Using Topaz Sharpen AI as a Lightroom Classic plugin
Lightroom Classic is my home base, and the tool I use most often for opening and editing raw files. I do as much work as possible in Lightroom and branch out to Photoshop or other plugins when necessary for creative editing and/or problem-solving.
For this photo, I made tonal and color adjustments in Lightroom and am happy with the overall results, but when I zoom in for a closer look, the details are soft and undefined.
PRO TIP: Turn off Sharpening in Lightroom before invoking the Topaz Sharpen AI Plugin. Sharpening twice (i.e. in Lightroom and again in Topaz Sharpen AI) can cause undesirable artifacts.
In Lightroom Classic, go to Photo > Edit In > Topaz Sharpen AI.
Select Edit a copy with Lightroom adjustments along with the following settings:
- File Format: TIFF
- Color Space: Pro Photo RGB
- Bit Depth: 16 bits
- Resolution: 300
- Compression: None
When Topaz Sharpen AI launches, ensure that the auto AI settings are enabled and take a close look at the before/after results at a minimum of 100% zoom.
While the initial results are a marked improvement, they go a bit too far for my taste. Open up the Sharpen Model menu and audition a few other options. Topaz Sharpen AI typically does a good job at selecting the right type of blur, but I usually prefer a less-extreme version. For this photo, Motion Blur – Normal looks more natural and realistic than the automatically selected Motion Blur – Very Blurry.
Next, we’ll refine the results by expanding the Model Parameters menu. Increasing the Remove Blur and Suppress Noise sliders, makes a substantial improvement in the overall clarity.

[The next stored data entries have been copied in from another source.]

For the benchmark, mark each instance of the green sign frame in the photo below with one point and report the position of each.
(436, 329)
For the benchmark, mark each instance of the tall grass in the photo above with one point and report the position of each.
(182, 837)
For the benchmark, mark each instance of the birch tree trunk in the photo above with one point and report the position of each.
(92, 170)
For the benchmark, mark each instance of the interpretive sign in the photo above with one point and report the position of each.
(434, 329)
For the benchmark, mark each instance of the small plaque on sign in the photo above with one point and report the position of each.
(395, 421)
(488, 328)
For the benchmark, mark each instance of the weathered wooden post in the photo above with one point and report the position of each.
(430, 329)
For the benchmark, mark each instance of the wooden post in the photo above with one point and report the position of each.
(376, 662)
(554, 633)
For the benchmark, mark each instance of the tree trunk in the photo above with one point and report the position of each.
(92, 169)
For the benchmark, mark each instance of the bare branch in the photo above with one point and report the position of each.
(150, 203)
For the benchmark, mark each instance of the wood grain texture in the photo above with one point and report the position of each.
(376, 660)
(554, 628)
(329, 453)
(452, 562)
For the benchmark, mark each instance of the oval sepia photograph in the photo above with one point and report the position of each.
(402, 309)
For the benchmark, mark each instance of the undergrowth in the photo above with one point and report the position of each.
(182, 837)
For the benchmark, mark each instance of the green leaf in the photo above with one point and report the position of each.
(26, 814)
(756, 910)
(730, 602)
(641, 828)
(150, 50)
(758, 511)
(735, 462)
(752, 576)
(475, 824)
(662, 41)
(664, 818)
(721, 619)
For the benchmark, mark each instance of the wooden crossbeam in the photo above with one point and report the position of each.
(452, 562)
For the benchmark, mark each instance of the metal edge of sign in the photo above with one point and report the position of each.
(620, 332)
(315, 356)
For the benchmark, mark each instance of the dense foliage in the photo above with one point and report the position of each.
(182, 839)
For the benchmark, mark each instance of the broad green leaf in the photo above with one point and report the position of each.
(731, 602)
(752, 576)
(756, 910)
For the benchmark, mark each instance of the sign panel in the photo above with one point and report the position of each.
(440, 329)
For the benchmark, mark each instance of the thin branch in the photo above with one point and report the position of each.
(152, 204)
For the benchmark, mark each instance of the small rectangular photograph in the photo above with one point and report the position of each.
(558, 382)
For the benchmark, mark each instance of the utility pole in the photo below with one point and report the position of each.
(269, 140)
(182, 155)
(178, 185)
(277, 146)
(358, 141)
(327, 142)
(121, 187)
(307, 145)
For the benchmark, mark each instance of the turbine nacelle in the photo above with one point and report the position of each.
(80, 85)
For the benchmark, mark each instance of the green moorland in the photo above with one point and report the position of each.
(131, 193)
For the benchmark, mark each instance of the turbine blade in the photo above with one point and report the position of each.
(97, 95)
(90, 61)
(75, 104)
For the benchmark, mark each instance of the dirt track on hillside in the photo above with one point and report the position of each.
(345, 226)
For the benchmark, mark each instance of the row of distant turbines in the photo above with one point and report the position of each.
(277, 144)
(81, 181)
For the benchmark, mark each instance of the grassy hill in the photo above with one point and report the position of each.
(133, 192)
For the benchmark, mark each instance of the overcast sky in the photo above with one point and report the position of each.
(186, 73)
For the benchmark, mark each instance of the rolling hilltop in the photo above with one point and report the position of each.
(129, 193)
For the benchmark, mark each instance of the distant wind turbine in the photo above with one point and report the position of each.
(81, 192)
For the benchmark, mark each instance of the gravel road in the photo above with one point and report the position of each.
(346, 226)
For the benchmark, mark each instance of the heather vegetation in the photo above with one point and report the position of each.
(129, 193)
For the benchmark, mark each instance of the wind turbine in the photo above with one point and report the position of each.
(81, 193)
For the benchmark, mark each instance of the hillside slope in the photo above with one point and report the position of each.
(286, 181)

Select and Post Processing options
Topaz Sharpen AI offers a few other options to ensure the best possible results. Select allows you to apply the sharpening effect to a localized area of the photograph and Post Processing gives the option to add back in grain. I rarely use either of these options, but they can be helpful from time to time.
PRO TIP: Before clicking the Apply button, pan around the image to ensure that there are no visible artifacts from over-sharpening. If you locate issues, use the Select tool to reduce or remove the sharpening from the affected area.

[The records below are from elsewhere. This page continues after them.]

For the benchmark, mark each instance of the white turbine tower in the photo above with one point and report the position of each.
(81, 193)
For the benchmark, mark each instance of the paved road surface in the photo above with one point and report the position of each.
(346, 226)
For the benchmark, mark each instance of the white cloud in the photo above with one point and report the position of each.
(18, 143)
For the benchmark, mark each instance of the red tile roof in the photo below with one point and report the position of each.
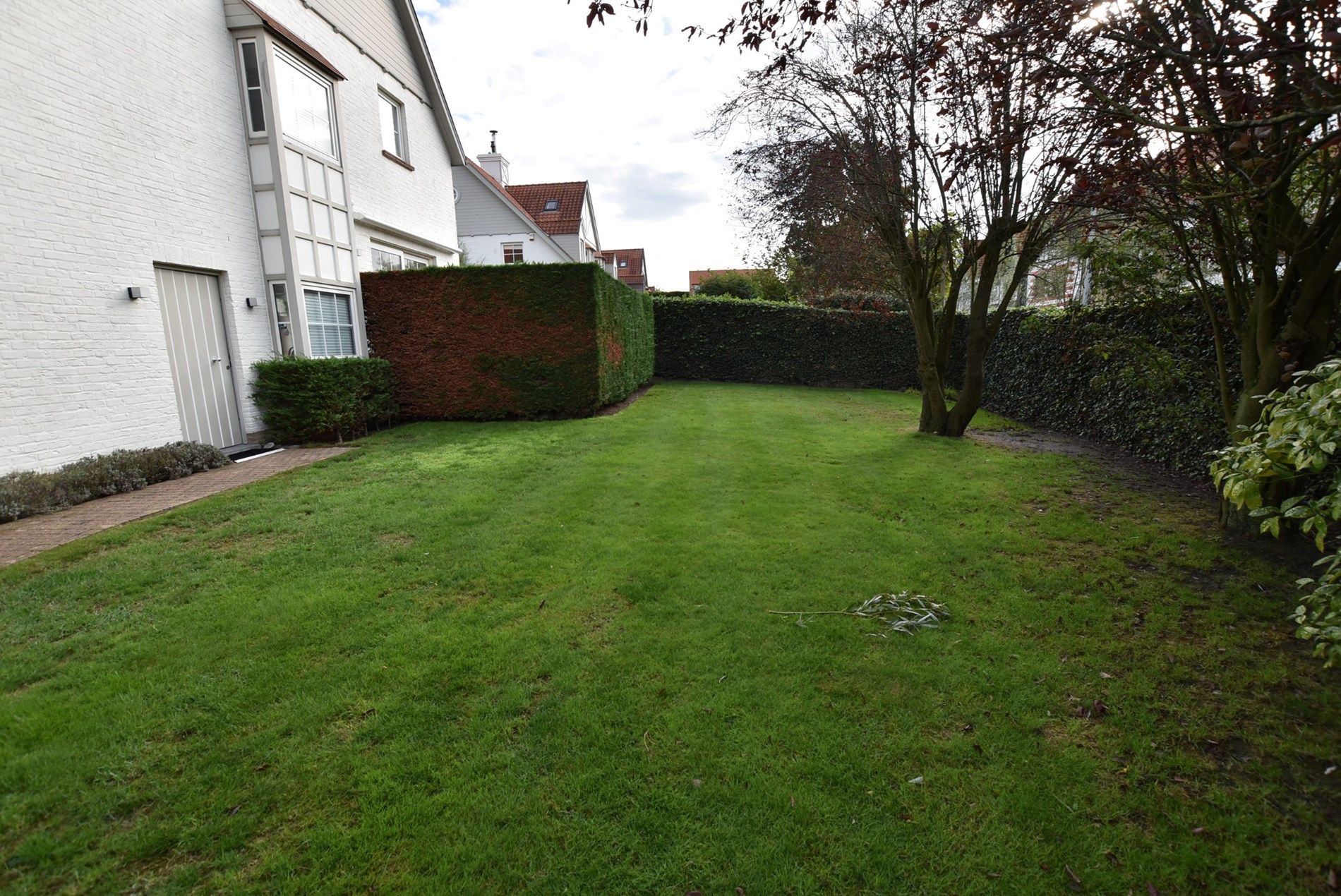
(636, 271)
(507, 196)
(566, 219)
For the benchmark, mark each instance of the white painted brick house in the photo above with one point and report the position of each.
(235, 162)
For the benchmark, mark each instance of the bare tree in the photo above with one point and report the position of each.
(950, 143)
(1227, 120)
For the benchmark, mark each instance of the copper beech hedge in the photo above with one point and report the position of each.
(496, 342)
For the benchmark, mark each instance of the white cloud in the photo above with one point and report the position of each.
(601, 105)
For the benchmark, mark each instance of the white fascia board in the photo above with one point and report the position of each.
(445, 123)
(405, 235)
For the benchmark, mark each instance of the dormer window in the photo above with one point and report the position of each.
(306, 105)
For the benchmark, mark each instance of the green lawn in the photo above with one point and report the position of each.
(536, 656)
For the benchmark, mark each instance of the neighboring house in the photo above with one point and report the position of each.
(171, 220)
(1059, 278)
(697, 278)
(494, 229)
(506, 223)
(630, 266)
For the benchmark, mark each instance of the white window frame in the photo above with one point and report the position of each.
(402, 147)
(405, 259)
(251, 90)
(353, 321)
(329, 86)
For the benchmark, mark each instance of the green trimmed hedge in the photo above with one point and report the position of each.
(625, 339)
(737, 341)
(28, 494)
(323, 399)
(493, 342)
(1139, 376)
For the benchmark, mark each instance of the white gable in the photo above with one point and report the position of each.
(375, 27)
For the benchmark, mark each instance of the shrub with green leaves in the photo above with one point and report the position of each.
(730, 284)
(1293, 448)
(28, 494)
(323, 399)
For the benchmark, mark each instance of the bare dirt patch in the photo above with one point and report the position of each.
(616, 408)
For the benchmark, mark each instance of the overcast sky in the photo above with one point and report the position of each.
(603, 105)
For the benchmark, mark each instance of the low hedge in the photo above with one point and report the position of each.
(493, 342)
(323, 399)
(785, 344)
(1138, 376)
(28, 494)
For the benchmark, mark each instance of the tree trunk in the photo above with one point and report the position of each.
(934, 397)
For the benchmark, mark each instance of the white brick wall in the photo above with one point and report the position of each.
(417, 202)
(121, 147)
(488, 250)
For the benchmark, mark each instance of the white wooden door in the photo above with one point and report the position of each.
(198, 351)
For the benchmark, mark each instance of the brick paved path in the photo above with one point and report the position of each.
(31, 535)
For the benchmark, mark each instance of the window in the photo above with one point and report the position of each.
(387, 258)
(251, 81)
(330, 327)
(305, 105)
(393, 126)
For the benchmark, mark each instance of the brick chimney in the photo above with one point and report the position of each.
(494, 162)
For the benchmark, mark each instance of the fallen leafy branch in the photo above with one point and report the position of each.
(900, 612)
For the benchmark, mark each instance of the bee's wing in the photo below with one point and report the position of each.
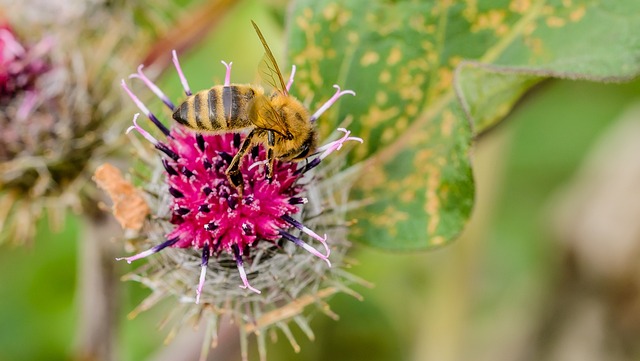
(269, 69)
(264, 116)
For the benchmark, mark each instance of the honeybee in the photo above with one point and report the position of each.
(279, 121)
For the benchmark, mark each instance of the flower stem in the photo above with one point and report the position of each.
(97, 289)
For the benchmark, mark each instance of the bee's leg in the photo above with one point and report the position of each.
(271, 141)
(233, 171)
(227, 75)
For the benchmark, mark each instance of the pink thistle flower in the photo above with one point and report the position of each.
(20, 65)
(207, 213)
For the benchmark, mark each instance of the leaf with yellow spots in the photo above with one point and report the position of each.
(431, 75)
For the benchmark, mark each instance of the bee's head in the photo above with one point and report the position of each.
(307, 147)
(302, 138)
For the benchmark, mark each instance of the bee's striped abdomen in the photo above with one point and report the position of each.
(217, 109)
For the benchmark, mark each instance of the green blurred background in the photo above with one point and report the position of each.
(510, 288)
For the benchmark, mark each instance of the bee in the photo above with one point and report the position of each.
(278, 121)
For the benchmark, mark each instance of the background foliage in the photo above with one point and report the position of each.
(494, 294)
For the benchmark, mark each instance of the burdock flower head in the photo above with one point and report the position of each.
(58, 105)
(260, 252)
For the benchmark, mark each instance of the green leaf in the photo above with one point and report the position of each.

Apply Topaz Sharpen AI and examine the results
Once you’re satisfied with the sharpness, click the Apply button to return to Lightroom Classic.

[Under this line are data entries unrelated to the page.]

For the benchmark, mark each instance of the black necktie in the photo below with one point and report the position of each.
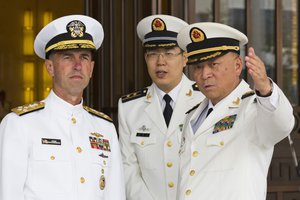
(168, 109)
(209, 111)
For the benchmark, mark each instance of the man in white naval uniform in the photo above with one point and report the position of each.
(228, 140)
(58, 149)
(149, 142)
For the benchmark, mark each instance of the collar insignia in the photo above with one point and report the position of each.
(189, 93)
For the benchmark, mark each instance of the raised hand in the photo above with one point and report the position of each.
(257, 70)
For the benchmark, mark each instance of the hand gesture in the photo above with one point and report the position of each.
(257, 70)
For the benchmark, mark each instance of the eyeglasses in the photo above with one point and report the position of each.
(151, 55)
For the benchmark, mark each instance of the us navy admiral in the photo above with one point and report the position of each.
(58, 149)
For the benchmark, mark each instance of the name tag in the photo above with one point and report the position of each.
(142, 134)
(51, 141)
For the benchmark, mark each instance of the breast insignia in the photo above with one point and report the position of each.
(28, 108)
(248, 94)
(193, 108)
(195, 87)
(134, 95)
(97, 113)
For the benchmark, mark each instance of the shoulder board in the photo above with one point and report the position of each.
(28, 108)
(195, 87)
(193, 108)
(248, 94)
(97, 113)
(134, 95)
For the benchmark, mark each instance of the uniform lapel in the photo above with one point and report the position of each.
(221, 110)
(153, 109)
(185, 101)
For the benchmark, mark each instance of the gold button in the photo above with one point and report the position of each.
(82, 180)
(192, 172)
(169, 164)
(171, 184)
(188, 192)
(78, 149)
(73, 120)
(169, 143)
(195, 153)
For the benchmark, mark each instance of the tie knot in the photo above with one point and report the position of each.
(209, 111)
(167, 98)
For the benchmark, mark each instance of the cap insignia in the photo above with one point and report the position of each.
(197, 35)
(76, 28)
(158, 24)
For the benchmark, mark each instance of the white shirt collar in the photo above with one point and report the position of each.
(173, 94)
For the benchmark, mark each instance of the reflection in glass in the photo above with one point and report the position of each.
(233, 14)
(289, 50)
(204, 11)
(263, 39)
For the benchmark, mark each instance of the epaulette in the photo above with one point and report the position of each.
(28, 108)
(193, 108)
(248, 94)
(134, 95)
(195, 87)
(97, 113)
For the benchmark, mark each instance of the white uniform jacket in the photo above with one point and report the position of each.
(149, 149)
(60, 152)
(229, 155)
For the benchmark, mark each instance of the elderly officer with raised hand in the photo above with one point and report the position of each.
(229, 138)
(59, 149)
(150, 120)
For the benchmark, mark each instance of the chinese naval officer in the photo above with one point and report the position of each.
(150, 126)
(59, 149)
(226, 154)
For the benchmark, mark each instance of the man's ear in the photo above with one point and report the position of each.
(238, 65)
(49, 67)
(92, 68)
(185, 58)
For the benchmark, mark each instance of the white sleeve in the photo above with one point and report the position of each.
(13, 158)
(136, 188)
(116, 186)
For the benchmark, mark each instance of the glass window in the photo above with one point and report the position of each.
(233, 13)
(289, 50)
(263, 33)
(22, 74)
(204, 11)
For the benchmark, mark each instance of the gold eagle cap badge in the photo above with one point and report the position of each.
(197, 35)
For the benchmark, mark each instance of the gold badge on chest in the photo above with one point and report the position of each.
(102, 182)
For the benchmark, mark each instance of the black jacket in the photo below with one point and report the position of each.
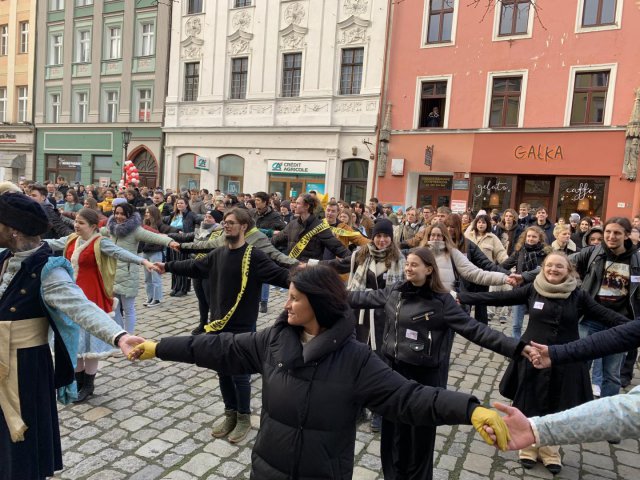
(312, 397)
(296, 229)
(420, 324)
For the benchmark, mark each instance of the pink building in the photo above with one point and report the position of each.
(525, 101)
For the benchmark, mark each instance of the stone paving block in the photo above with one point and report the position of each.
(200, 464)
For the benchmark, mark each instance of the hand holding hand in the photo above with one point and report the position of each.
(128, 342)
(482, 417)
(144, 351)
(540, 357)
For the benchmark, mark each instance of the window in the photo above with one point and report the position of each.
(3, 104)
(111, 106)
(4, 39)
(114, 42)
(191, 81)
(440, 21)
(83, 46)
(514, 17)
(194, 6)
(239, 69)
(505, 102)
(589, 98)
(433, 101)
(146, 38)
(54, 108)
(23, 102)
(144, 105)
(55, 48)
(597, 13)
(351, 71)
(291, 71)
(24, 37)
(81, 107)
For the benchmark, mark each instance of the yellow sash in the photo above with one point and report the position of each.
(304, 241)
(217, 325)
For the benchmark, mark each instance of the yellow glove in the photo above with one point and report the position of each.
(145, 351)
(483, 416)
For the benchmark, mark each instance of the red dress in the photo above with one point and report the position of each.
(89, 276)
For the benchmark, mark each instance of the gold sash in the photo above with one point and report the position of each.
(15, 335)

From Lightroom’s Library view, select the before and after images, then click the X/Y Comparison view, and zoom in the examine the details. The details in the “after” image are well defined and pleasing.
The key to effectively using Topaz Sharpen AI is to allow time to refine the results. The AI-suggested initial settings made a big difference but were too aggressive and when examined closely, looked artificial. Getting natural sharpening, without artifacts is worth the extra time to try a few different settings.
Topaz Sharpen AI is an invaluable addition to my processing toolbox. I don’t need it for every photo, but it does an amazing job for those cases that require a little extra attention.